E é justamente essa esperança que, ao longo dos séculos, transformou o festival em uma celebração vibrante dos sentidos — com lanternas multicoloridas, danças do leão e do dragão, enigmas a serem desvendados e sabores que aquecem a alma.
Uma celebração para todos os sentidos
O dragão, símbolo de sabedoria e prosperidade, serpenteia em luz no Festival das Lanternas. Foto: Divulgação
Durante as festividades, as cidades se transfiguram. Lanternas de todas as formas e cores — flores, peixes, pássaros, figuras mitológicas — desenham caminhos de luz pelas ruas, pelas praças, pelos rios.

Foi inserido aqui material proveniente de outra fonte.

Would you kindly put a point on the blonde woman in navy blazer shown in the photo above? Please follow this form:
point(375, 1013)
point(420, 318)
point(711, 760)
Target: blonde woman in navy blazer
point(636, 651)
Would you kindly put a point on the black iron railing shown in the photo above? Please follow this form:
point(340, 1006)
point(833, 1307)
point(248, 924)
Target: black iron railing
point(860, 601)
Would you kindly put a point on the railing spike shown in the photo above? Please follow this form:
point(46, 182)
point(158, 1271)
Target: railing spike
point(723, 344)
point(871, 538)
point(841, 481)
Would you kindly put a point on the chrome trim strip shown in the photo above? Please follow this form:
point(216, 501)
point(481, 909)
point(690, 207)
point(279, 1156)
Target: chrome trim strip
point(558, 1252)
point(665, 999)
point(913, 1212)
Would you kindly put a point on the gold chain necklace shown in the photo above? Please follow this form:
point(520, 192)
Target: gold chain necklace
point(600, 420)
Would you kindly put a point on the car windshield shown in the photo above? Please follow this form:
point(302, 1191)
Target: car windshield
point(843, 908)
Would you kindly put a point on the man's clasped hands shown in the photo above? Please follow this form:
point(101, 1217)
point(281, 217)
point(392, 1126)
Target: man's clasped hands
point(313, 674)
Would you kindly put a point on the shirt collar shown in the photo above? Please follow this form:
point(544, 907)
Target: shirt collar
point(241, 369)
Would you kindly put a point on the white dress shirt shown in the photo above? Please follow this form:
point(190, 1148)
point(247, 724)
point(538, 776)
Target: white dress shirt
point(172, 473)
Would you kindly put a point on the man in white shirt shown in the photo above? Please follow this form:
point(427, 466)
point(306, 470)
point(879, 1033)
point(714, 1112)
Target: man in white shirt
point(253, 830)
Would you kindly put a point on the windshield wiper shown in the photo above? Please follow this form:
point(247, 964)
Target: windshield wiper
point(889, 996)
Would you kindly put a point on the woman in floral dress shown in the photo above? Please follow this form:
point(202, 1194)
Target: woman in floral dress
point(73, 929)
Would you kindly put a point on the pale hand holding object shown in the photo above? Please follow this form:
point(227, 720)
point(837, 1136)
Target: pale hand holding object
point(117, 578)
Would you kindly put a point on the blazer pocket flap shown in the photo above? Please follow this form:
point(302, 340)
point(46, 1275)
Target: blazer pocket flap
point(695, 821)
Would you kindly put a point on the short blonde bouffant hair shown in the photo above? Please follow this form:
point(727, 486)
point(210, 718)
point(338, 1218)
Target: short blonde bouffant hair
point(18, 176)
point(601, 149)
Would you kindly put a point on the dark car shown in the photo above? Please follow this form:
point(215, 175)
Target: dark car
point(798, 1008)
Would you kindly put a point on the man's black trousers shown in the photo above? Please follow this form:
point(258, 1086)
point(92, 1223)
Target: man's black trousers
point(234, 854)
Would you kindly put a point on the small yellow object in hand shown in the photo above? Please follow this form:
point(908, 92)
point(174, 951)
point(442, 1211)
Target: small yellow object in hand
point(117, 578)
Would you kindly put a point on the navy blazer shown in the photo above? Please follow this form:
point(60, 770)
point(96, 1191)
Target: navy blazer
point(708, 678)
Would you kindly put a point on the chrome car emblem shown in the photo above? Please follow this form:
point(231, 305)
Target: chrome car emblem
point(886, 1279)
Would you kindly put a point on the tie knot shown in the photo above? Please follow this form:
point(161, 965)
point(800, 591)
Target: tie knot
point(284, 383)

A dança do leão e a dança do dragão, tradicionais nessas celebrações, encantam o público com sua força e simbolismo.
Enquanto o leão, representado por dois dançarinos sob um figurino articulado, traz proteção, sorte e coragem, o dragão, conduzido por uma fileira de artistas, serpenteia entre a multidão como sinal de sabedoria, fertilidade e prosperidade.
E os sabores típicos, como os yuanxiao, bolinhos de arroz doce recheados de gergelim ou feijão, adoçam não apenas o paladar, mas também o espírito, celebrando a união familiar e o recomeço.
Lanternas que carregam promessas
Acender uma lanterna e soltá-la ao céu torna-se, por isso, mais do que um gesto estético: é uma declaração de fé. Foto: Divulgação
Cada luz que sobe carrega um pedido, uma memória, uma promessa sussurrada ao vento.
Em um mundo que tantas vezes escurece nossos horizontes, lançar uma lanterna é confiar que há sempre um caminho possível — ainda que ele se desenhe além do que nossos olhos podem ver.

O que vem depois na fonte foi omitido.